Orange County mayor postpones transportation sales tax effort amid pandemic, readies for ‘worst’ yet to come

Mayor Jerry Demings says he will renew efforts after coronavirus pandemic is over

ORLANDO, Fla. – Orange County Mayor Jerry Demings said Friday he will stop his efforts to pass a 1 cent sales tax increase to cover area public transportation improvements to focus all efforts on preventing the coronavirus from spreading further.

Demings has been hosting forums for months, including conducting a county-wide online survey, to determine how to improve the county’s transportation systems. On Friday, he said he is suspending those pursuits. The tax measure was slated to make the ballot in November but Demings said due to pandemic they won’t make that deadline.

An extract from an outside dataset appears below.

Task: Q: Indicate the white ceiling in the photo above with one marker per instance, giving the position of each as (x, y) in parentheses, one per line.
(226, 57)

“We will take up the transportation after the pandemic,” Demings said.

With nearly 600 cases of COVID-19 in Orange County, health officials warn things will get worse if people do not follow the stay-at-home order now in effect across the state as part of Gov. Ron DeSantis’ executive order, which began Friday morning.

Demings said the county is preparing for the worst to come, including the increasing financial fallout.

“With the spread of the disease still on the rise, it is apparent that COVID-19 has affected everyone in our community,” Demings said, calling this the “uncomfortable new normal.”

On Thursday, Walt Disney Co. announced it would furlough employees later this month, further proof, Demings said, that no one or company will go untouched by this disease.

“Even Central Florida’s largest employer is not immune and will furlough employees,” Demings said, referring to Disney.

Orange County Florida Department of Health officer Dr. Raul Pino said the current goal is to increase the time between cases doubling in the area. Currently, about every three days cases are doubling. Pino said that needs to be closer to four to six days to begin to slow the spread.

“It’s important that people understand our curve,” Pino said. “Basically two weeks ago we had two cases," adding that now the curve is only going up and is almost vertical.

If the virus doesn’t slow the effect that it will have on our healthcare system will be huge, Pino warned. On Friday, the Agency for Health Care Administration released data showing the available hospital and ICU beds around the state indicating about 60% of the state’s hospital beds are occupied, including in Orange County hospitals.

Demings spoke with area hospital executives Friday and said they hope to have more precise models by next week to use to make some decisions and better prepare for what is to come.

The mayor said, in terms of in terms of capacity, hospital officials told him they have the capacity but they are concerned for what the demand will be several weeks from now.

Demings said there will be needs across the region and he is working with other county leaders to pull resources, including hospital capacity, and putting plans in place to have enough ventilators and alternative locations where patients can be housed.

“We are trying to understand the peak period and match that with resources, fill the gap before we need it,” Demings said.

About 6,000 people have been tested in Orange County for the respiratory illness, Pino said. Of the 589 people who tested positive, 81 are currently hospitalized, health department numbers show.

On Friday, two additional deaths were reported in Orange County, bringing the county total to six. The latest victims were two women over 80 years old. One of those women was at an assisted living facility. Pino declined to release the name of the facility.

Pino also explained what it means to be in recovery or when someone is considered recovered and can leave isolation.

For anyone who has tested positive for COVID-19, they must be seven days from when they first development symptoms, Pino said. Most people develop symptoms within seven days after being exposed to the virus but they can also appear up to 14 days from exposure. Next, the patient needs to have gone 72 hours without a fever and is showing fewer symptoms.

Pino said, finally, a COVID-19 patient will need to take a coronavirus test twice and test negative both times within 24 hours. At that point, he said, they should be safe to leave isolation.

Orange County Sheriff Mina said his deputies had not made any arrests yet for people breaking the curfew from 11 p.m. to 5 a.m. or the stay-at-home order.

Deputies are still responding to businesses that are not essential and large gatherings, Mina said. Two Orange County Sheriff’s Office deputies are in isolation after testing positive for the virus.

“If you do not comply with this stay-at-home order, more lives will be lost,” the sheriff said, adding he does not want to make arrests, but “we will to save lives.”